Much of this is moot if you're throwing away resolution via JPG compression anyway. (That's on top of the dynamic range you're throwing away when you shoot in JPG). Your biggest bang-for-the-buck, by far, is to start shooting raw. Storage is so cheap that it really shouldn't be much of a consideration unless you're going on a long safari or something.

If you use an app like Lightroom or Aperture (or even iPhoto?) you'll get raw processing for free.

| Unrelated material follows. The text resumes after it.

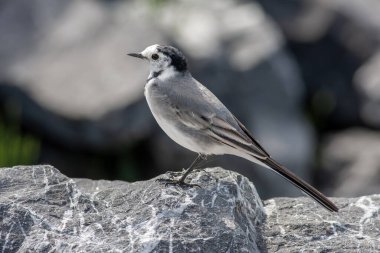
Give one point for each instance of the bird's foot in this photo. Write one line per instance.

Only then, spend money on better lenses.
 
Very good point, Jeffrey. RAW takes the data directly from the camera sensor without interpreting or compressing it. Yes, iPhoto includes RAW processing just as Aperture, Lightroom, Adobe Bridge, etc. do. With all of them, you often have to wait some weeks after a new camera comes out before its RAW format is supported (because manufacturers always change the format!), but otherwise it's by far the best way to keep your data. Adobe's DNG Converter is handy, because you can convert any supported RAW format to the open-specification DNG ("digital negative") RAW format instead.

If you don't want to lose the data in JPEG compression, your storage problems are only compounded by RAW, though: first because you can't use reduced-resolution modes, only the full resolution of the sensor, however high that might be; and second because each pixel in a RAW image takes up several times the amount of disk space of a compressed JPEG pixel. So if you get the latest super-mega-biggie resolution DSLR, your RAW files are much bigger than those from a camera with lower resolution (and perhaps less image noise), maybe to little effect if your lenses can't support all that resolution.